We went again Sunday afternoon to see it in IMAX, but the 4:00 showing sold out while we were in line. So we bought tickets for 7:10 and bummed around the mall for the next three hours. Not my first choice, but with Terminator: Salvation taking over the IMAX screens in a few days, it was a limited window.
So we were in the movie during the earthquake.
Not that I noticed. I’d just leaned over to Katie to whisper something about a music cue reminding me of another soundtrack, so I was moving, and didn’t notice that the chair and floor were moving. (Similarly, I managed to miss the Whittier Narrows quake despite the fact that everyone I knew felt it. As near as I could tell, I must have been standing at or walking to/from my locker at the time.) But a murmur went through the entire audience as they realized what had just happened.
The timing was perfect, too — right at the point that characters in the film open a huge, loud, grinding door to a remote outpost. People thought at first that it was the speakers rumbling. Everyone settled down immediately and went back to watching the movie, but it was the second most popular topic of conversation among people leaving afterward.
It reminded me of another real-world/movie confluence, way back when I saw Star Trek VI: The Undiscovered Country. That film opened with a massive explosion in space that sent a shock wave so far that it hit Captain Sulu’s ship, the Excelsior. Either at the moment of the explosion or at the moment it hit the ship, we heard an incredibly loud BOOM!, and thought at first that it was just a very impressive sound effect…until we noticed that the curtain was draped across a quarter of the screen. The curtain rod had broken during the movie. After a few minutes they stopped the movie, canceled a showing of something else, and moved us all over into another theater (it was opening night, and they had a theater full of Star Trek fans who’d waited for several hours to get in — they were not going to risk our wrath by sending us home, even with refunds).
Back to the Film
Judging by audience reaction, there were definitely lots of people seeing it for the first time today, so I’ll keep this non-spoilery as much as possible.
- The film manages to recapture the Kirk, Spock and McCoy dynamic that gave the original show its heart.

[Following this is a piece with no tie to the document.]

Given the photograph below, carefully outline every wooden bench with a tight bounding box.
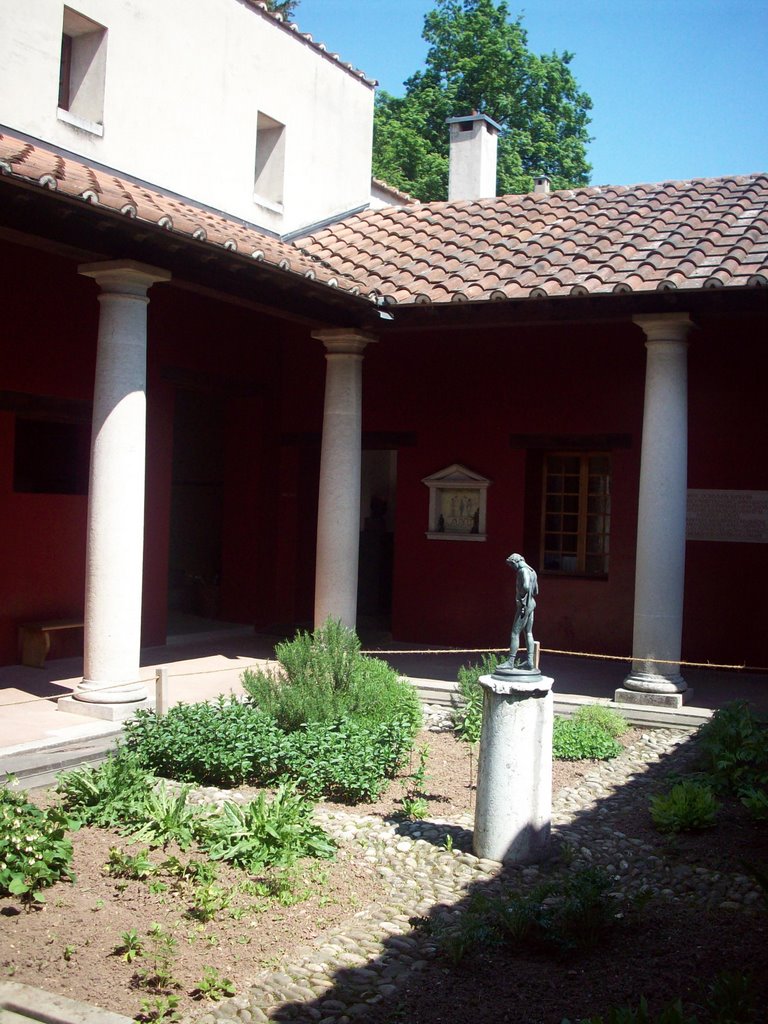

- Each character gets at least something to do, even if it does focus heavily on Kirk and Spock.
- The actors really manage to convey the same characters, rather than new characters with the same names. Especially McCoy and Spock. Karl Urban in particular seems to be channeling DeForest Kelley the way Ewan MacGregor channeled Alec Guinness in the Star Wars prequels. (And yes, Kirk is different, but there’s a reason for it, and that reason is critical to the story and his character’s journey.)
- The plot moves and holds together (mostly).
- The effects of course are incredible.
- They remembered that Trek can have humor — something that ST: TNG and later shows seemed to avoid as if it would somehow taint their artistic value (except when Q was around).
- The nods to established elements of the series, from character quirks to design elements to music cues, that are there if you know what to look for, but don’t bog down the story if you don’t.
I had no problems with the obvious canon changes, and thought that the huge event 1/3 of the way in was probably the best way they could recapture dramatic suspense and establish the idea that anything can happen.
In fact, the things that bothered me have very little to do with other versions of Star Trek. Again, trying to be as non-spoilery as I can for the people who haven’t seen it.
- Supernovas are not that dangerous unless you’re in the same solar system. For planet X to be destroyed, it would have to have been that planet’s sun that went supernova.
- Another planet, to provide the view that it offered of a significant event, would have to have been a moon of the planet on which that event took place.
- Engineering doesn’t look like a spaceship. It looks like a brewery.
- It relies heavily on the same dead-relative-as-motivation trope that’s bothering me so much in Flash: Rebirth. But I can see what they were going for and why they did it.
- A piece of miracle technology is invented which would revolutionize space travel to the point that it would make any further voyages irrelevant, and will most likely be ignored because of this. (Of course, the TV series did the same thing all the time.)
Also, while I liked Michael Giacchino’s music in context, it’s very repetitive. The theater was playing the score while we waited for the film to start, and an awful lot of it is the same theme, over and over, in different arrangements.
My favorite Star Trek music is a toss-up between James Horner’s scores for The Wrath of Khan and The Search for Spock, and Cliff Eidelman’s score for The Undiscovered Country. We were talking about the music before the movie, and neither of us could think of anything else Eidelman had done, so I looked him up on IMDB. It turns out that he’s written music for about 20 films since Star Trek VI, and I recognized almost all of them…I just hadn’t actually seen any of them.